S. M . Latif Khosa for Appellant.
Ch. Zafar Yaseen for the State.
Ijaz Hussain Batalvi for the Complainant.
Date of hearing: 6th June, 1987.
--This Criminal Appeal No.273/83, connected M.R.No.88/83 and Criminal Revision No.572/83 filed by Ahmad Hayat complainant for the enhancement of sentence, arise from the judgment of learned Sessions Judge, Khushab, whereby he on 7-5-1983 convicted Muhammad Matah (30), Khan Muhammad s/o Muhammad Sadiq (50) and Khan, Muhammad s/o Sher (80) appellants under section 302/34 .P.P. C for the murder of Falak Sher (50) and sentenced them as under:-
(1) Muhammad Matah: to death and a fine of Rs.10,000, in default thereof 2 years' R .I.
(2) Khan Muhammad s/o to imprisonment for life and a fine of
Muhammad Sadiq. Rs.10,000 or in default thereof 2 years' R.I. each.
(3) Khan Muhammad s/o
Sher.
It was directed that out of the fine recovered. Rs.20,000 shall be paid to the legal heirs of the deceased. We propose to dispose of them through single judgment.
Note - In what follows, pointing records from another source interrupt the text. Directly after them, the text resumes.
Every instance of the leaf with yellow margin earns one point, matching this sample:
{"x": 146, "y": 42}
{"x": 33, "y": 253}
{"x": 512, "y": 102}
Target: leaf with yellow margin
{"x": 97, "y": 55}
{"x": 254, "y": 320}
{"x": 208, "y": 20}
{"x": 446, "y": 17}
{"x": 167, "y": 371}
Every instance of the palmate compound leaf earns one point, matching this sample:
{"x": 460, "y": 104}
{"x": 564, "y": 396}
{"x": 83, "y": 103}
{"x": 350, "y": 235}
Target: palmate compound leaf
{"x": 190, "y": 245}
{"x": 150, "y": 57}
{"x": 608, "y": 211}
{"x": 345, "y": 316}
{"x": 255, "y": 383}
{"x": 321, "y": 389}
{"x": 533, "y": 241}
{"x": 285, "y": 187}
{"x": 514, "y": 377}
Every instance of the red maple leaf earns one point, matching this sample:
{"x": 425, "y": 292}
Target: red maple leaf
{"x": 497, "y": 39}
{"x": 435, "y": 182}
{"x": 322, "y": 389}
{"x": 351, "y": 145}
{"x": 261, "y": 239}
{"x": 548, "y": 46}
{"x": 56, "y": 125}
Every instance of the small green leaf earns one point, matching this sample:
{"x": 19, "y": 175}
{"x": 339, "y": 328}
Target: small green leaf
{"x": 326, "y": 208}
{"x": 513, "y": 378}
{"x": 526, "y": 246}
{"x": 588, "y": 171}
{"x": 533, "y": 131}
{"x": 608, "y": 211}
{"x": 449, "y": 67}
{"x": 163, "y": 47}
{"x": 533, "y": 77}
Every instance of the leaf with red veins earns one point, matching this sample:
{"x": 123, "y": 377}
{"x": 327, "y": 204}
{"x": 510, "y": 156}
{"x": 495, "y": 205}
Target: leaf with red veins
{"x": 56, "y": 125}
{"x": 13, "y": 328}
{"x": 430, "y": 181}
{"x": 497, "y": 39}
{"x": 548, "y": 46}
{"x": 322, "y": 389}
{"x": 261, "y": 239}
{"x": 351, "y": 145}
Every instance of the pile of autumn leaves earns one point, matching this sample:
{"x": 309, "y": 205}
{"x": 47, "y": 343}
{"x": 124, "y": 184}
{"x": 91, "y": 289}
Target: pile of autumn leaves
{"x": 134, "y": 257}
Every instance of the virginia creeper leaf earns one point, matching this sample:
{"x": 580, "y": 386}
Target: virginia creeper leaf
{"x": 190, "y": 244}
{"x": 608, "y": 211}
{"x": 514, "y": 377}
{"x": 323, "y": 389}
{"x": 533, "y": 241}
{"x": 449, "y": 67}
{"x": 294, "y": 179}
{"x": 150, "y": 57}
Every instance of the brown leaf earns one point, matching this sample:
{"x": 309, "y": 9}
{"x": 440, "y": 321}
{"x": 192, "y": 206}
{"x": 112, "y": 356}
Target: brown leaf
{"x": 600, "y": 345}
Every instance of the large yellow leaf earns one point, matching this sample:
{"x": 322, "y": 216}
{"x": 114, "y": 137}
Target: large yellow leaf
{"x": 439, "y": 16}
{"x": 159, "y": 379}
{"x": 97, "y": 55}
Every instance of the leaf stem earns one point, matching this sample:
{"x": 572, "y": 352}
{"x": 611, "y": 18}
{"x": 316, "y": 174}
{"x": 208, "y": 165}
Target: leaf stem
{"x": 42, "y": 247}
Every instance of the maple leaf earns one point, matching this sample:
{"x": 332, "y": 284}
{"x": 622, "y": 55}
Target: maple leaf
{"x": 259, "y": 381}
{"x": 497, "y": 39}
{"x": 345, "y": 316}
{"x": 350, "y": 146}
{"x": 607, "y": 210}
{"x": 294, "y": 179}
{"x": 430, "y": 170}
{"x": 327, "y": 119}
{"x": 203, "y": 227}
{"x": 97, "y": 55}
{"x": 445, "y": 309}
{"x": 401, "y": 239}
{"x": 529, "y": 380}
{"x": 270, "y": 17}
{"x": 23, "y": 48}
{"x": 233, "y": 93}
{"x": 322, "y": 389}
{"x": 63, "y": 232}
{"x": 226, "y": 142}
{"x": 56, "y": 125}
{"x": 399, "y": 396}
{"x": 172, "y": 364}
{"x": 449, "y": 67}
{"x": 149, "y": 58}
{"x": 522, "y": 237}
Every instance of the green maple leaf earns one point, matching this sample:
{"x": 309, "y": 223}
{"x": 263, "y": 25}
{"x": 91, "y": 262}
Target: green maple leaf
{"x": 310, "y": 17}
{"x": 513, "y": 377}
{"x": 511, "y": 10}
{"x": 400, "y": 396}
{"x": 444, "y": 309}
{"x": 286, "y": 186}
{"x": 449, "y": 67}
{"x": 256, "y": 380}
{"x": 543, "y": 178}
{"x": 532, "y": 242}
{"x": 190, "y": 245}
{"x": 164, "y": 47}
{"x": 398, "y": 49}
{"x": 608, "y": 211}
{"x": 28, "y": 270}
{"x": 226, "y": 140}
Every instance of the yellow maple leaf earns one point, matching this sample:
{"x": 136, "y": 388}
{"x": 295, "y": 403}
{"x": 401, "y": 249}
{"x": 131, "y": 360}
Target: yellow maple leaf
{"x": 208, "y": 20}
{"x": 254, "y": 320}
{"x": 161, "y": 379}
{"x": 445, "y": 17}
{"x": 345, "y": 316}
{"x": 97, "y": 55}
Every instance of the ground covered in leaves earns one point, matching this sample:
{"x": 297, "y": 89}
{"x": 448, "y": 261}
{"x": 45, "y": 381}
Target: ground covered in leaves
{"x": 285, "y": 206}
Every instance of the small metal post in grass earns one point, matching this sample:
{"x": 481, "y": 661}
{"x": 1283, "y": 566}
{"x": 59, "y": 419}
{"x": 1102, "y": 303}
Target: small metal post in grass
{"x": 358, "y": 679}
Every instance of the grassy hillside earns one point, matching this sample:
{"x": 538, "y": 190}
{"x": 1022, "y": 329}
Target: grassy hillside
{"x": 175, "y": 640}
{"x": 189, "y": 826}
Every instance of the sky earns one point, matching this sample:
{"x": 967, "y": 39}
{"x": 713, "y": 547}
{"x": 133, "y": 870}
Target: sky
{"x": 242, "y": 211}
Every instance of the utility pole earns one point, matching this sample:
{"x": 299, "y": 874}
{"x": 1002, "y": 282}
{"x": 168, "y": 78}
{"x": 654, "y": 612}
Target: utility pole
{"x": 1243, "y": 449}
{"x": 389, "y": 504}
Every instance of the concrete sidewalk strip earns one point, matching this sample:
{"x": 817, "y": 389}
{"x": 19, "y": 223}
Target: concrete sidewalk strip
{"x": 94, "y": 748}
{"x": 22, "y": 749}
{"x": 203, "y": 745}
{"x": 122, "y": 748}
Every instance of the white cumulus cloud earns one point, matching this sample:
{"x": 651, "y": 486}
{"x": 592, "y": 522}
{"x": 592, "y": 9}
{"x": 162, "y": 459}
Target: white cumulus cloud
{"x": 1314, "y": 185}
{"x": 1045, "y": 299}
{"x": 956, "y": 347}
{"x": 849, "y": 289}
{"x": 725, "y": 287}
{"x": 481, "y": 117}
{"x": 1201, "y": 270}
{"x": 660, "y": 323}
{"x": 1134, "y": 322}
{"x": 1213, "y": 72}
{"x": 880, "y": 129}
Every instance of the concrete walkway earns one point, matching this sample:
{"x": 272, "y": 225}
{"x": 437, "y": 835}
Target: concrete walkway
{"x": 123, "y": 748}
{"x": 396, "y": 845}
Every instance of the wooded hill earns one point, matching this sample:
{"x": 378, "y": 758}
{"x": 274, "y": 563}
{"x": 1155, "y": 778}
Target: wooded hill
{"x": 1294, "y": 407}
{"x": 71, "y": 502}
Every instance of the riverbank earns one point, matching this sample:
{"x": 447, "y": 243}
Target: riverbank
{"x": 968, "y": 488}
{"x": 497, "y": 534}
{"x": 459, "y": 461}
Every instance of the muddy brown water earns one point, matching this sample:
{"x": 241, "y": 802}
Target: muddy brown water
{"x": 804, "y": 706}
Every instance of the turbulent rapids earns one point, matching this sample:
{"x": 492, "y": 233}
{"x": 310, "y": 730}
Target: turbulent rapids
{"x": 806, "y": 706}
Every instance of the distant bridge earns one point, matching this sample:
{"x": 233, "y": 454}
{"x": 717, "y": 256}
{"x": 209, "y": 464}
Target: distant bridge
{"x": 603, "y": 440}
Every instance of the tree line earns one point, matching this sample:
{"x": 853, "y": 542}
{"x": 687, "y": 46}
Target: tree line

2. The occurrence took place on 31-12-1981 at 3.30 P.M. near the 'Behk' of Falak Sher deceased in the area of Jhugian Manda Dakhli Botala at a distance of 9 miles from Police Station Mitha Tiwana.
3. The FIR Ex.PF was lodged by Ahmad Hayat P.W.6, nephew as well as son-in-law of the deceased on the same day at 6.15 P.M. which was recorded by Munir Ahmad S.I., P.W.9.
4. Muhammad Matah and Khan Muhammad s/o Muhammad Sadiq are real brothers. Mother of Matah appellant is the first cousin of Khan Muhammad s/o Sher appellant. Ghulam Muhammad P.W.8 is the maternal nephew of the deceased. Grandfather of Ghulam Muhammad P. W .8 and grandfather of Muhammad Matah appellant were first cousin interse.
5. The motive as alleged by the prosecution was that on 27-6-1981 Atta Muhammad, brother of Muhammad Matah appellant was murdered by Asif Hayat s/o Falak Sher deceased and others. Falak Sher deceased was pursuing the case of his son Asif Hayat, who was released oh bail by the orders of the High Court, hence this occurrence.
6. As for the main occurrence, it has been stated that at the eventful time, Ghulam Muhammad P.W.9; Falak Sher deceased and Mst. Daulat Khatoon widow of the deceased (not produced) left for their 'Behak' in the area of Judian Manda. When they reached near the 'Behak', the appellants armed with guns emerged from nearby sugarcane fields raising lalkara that Falak Sher be taught a lesson for pursuing his son's case, attacked him. Khan Muhammad s/o Muhammad Sadiq fired shot hitting the left leg of Falak Sher. Khan Muhammad s/o Sher fired shot on 'the face of Falak Sher who fell to the ground. Muhammad Matah fired at the deceased from a close range hitting below his left flank. The appellants then went away firing indiscriminately. Falak Sher died on the spot.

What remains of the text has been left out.